Argument 1: LLMs Are Not the Path to AGI

  1. Statistical Mimicry ≠ Understanding
    LLMs are fundamentally pattern-recognition engines trained to predict the next token. They do not “understand” meaning, intentions, or goals. They simulate reasoning without possessing it, and lack grounding in real-world context, embodiment, or sensory experience—critical aspects of general intelligence.

  2. Lack of Agency and Autonomy
    LLMs do not initiate goals, pursue objectives, or act independently in the world. AGI requires agency: the ability to plan, adapt, and act toward long-term goals across environments, which LLMs are not designed to do.

  3. Catastrophic Forgetting and No Long-Term Memory
    LLMs do not learn continually or adapt dynamically post-training. Their knowledge is static, baked into weights. AGI requires lifelong learning, updating beliefs in real time, and managing long-term memory—which current LLM architectures do not support robustly.

  4. Scaling Laws Show Diminishing Returns
    While LLM performance improves with scale, there's growing evidence of diminishing returns. Bigger models are more expensive, harder to align, and less interpretable. Simply scaling does not necessarily yield fundamentally new cognitive abilities.

  5. Missing Cognitive Structures
    Human cognition involves hierarchical planning, self-reflection, causal reasoning, and abstraction—abilities that are not emergent from LLM scaling alone. Without structured models of the world, LLMs cannot reason causally or build mental models akin to humans.

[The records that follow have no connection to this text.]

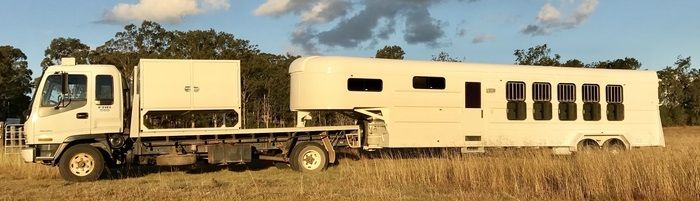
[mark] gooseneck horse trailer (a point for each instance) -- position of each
(176, 112)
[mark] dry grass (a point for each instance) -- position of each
(671, 173)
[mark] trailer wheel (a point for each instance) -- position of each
(588, 145)
(81, 163)
(614, 146)
(309, 157)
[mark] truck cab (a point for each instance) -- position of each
(73, 103)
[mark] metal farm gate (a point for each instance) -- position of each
(13, 138)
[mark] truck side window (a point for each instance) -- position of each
(77, 87)
(104, 89)
(50, 95)
(515, 95)
(591, 102)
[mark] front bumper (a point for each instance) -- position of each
(28, 154)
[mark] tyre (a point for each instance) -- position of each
(615, 146)
(81, 163)
(588, 145)
(309, 157)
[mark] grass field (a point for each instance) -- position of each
(671, 173)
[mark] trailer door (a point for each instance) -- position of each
(472, 115)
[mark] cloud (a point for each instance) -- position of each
(483, 38)
(311, 11)
(550, 18)
(170, 11)
(357, 22)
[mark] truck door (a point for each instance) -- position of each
(105, 115)
(472, 115)
(61, 115)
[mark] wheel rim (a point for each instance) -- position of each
(82, 164)
(311, 159)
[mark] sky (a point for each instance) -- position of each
(481, 31)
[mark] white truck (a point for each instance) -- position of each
(182, 111)
(86, 117)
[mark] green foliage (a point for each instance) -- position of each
(679, 93)
(626, 63)
(537, 56)
(445, 57)
(390, 52)
(573, 63)
(15, 82)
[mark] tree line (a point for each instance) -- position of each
(265, 88)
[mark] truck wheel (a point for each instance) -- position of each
(81, 163)
(309, 157)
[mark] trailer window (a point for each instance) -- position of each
(515, 95)
(104, 89)
(566, 95)
(614, 98)
(364, 84)
(420, 82)
(472, 95)
(591, 102)
(542, 95)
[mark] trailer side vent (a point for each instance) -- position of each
(515, 95)
(591, 102)
(542, 95)
(615, 108)
(566, 94)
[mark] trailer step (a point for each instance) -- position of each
(473, 149)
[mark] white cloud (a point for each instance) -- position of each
(310, 11)
(170, 11)
(273, 7)
(357, 22)
(483, 38)
(548, 13)
(550, 18)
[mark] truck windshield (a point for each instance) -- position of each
(51, 93)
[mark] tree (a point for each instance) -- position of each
(573, 63)
(445, 57)
(390, 52)
(65, 47)
(674, 87)
(15, 79)
(149, 40)
(538, 56)
(626, 63)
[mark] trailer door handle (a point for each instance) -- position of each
(82, 115)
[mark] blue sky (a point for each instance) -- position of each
(485, 31)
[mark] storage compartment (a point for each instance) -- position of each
(190, 89)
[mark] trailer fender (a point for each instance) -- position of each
(98, 141)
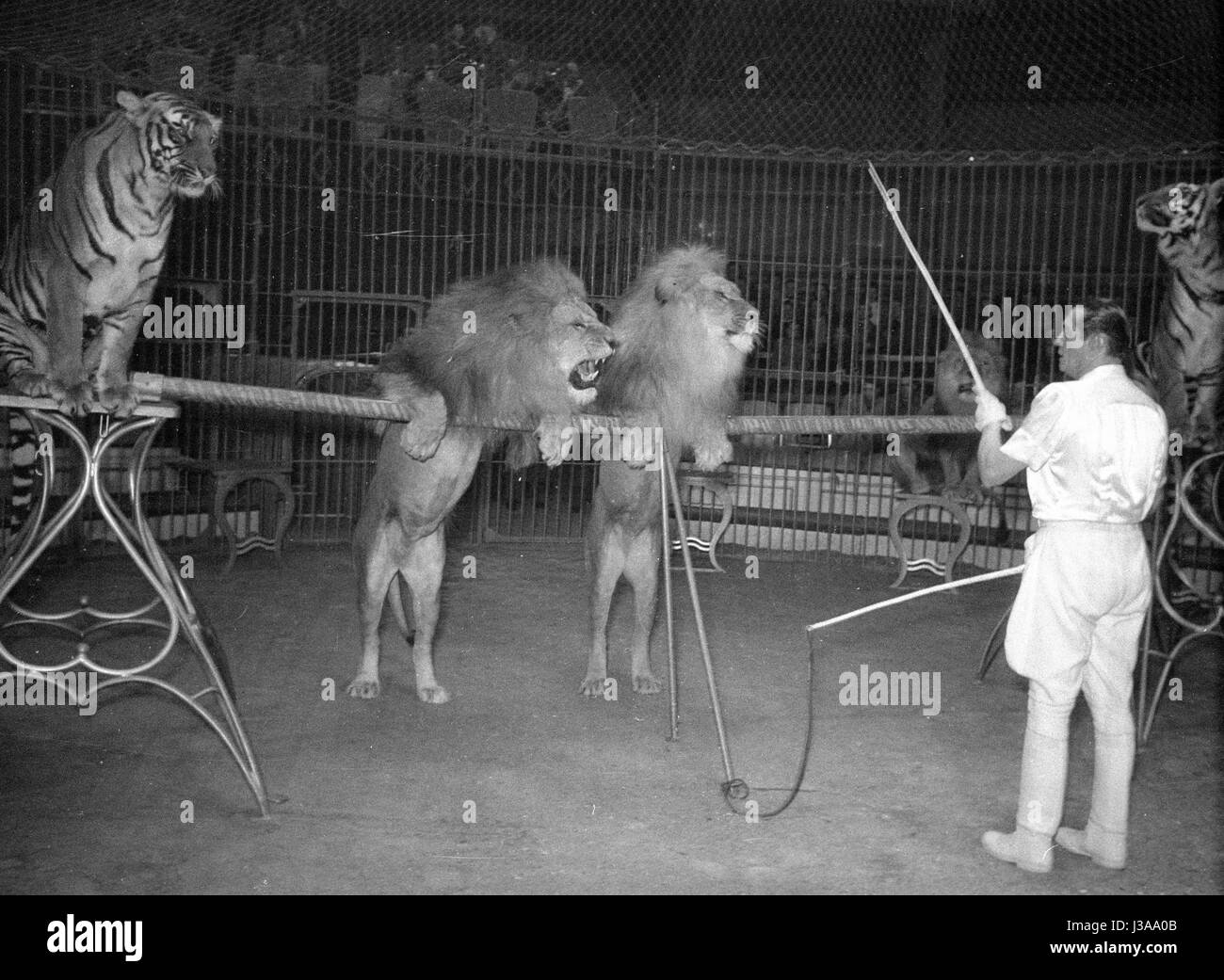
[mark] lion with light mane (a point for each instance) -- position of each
(682, 334)
(947, 462)
(518, 345)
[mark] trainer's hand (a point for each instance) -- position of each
(990, 411)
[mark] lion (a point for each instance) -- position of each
(682, 334)
(949, 462)
(518, 345)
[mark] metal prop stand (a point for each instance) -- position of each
(1168, 569)
(180, 619)
(671, 490)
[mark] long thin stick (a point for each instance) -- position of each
(919, 593)
(926, 274)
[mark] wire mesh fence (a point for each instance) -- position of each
(852, 73)
(849, 328)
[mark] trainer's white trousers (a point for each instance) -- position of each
(1075, 625)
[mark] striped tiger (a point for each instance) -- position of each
(85, 257)
(1187, 351)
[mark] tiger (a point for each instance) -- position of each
(85, 256)
(1187, 351)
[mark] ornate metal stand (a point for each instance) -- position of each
(182, 618)
(1206, 474)
(906, 505)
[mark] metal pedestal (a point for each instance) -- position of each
(178, 617)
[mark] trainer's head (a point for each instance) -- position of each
(1093, 333)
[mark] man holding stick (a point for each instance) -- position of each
(1096, 449)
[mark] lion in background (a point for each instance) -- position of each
(949, 462)
(518, 345)
(682, 334)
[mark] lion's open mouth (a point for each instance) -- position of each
(587, 374)
(742, 340)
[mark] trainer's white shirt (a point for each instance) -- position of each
(1096, 449)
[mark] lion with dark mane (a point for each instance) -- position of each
(682, 334)
(518, 345)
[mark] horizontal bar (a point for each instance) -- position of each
(158, 387)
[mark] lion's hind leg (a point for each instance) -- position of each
(641, 570)
(604, 559)
(375, 548)
(423, 571)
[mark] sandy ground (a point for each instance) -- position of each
(567, 795)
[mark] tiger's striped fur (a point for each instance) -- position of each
(82, 261)
(1187, 351)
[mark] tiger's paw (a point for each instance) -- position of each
(72, 395)
(118, 398)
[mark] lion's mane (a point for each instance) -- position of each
(951, 372)
(500, 367)
(659, 367)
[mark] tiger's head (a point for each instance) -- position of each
(1182, 215)
(176, 141)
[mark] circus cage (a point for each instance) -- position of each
(371, 155)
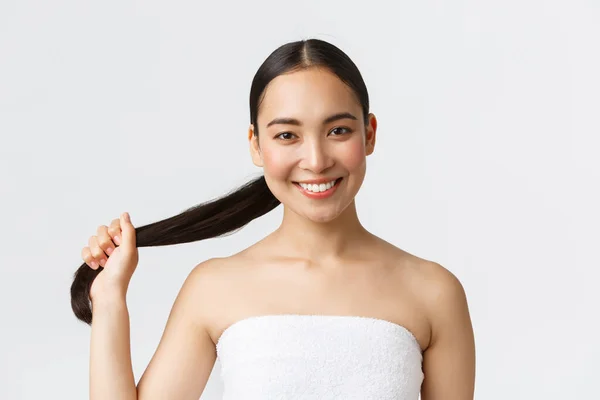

Argument 2: Scaling LLMs Will Lead to AGI

  1. Emergent Capabilities with Scale
    Empirical evidence from models like GPT-4 and Gemini suggests that new abilities (e.g. multi-step reasoning, code synthesis, analogical thinking) emerge as models grow. These emergent behaviors hint at generalization capacity beyond narrow tasks.

  2. Language as a Core Substrate of Intelligence
    Human intelligence is deeply tied to language. LLMs, by mastering language at scale, begin to internalize vast swaths of human knowledge, logic, and even cultural norms—forming the foundation of general reasoning.

  3. Unified Architecture Advantage
    LLMs are general-purpose, trainable on diverse tasks without specialized wiring. This flexibility suggests that a sufficiently scaled LLM, especially when integrated with memory, tools, and embodiment, can approximate AGI behavior.

  4. Tool Use and World Interaction Bridges the Gap
    With external tools (e.g. search engines, agents, calculators, APIs) and memory systems, LLMs can compensate for their limitations. This hybrid “LLM + tools” model resembles the way humans use external aids (notebooks, computers) to enhance intelligence.

  5. Scaling Accelerates Research Feedback Loops
    As LLMs improve, they assist in code generation, scientific discovery, and AI research itself. This recursive self-improvement may catalyze rapid progress toward AGI, where LLMs design better models and architectures.


Conclusion

The disagreement hinges on whether general intelligence is emergent through scale and data, or whether it requires fundamentally new paradigms (like symbolic reasoning, embodiment, or causal models). In practice, future AGI may not be a pure LLM, but a scaled LLM as the core substrate, integrated with complementary modules—blending both arguments.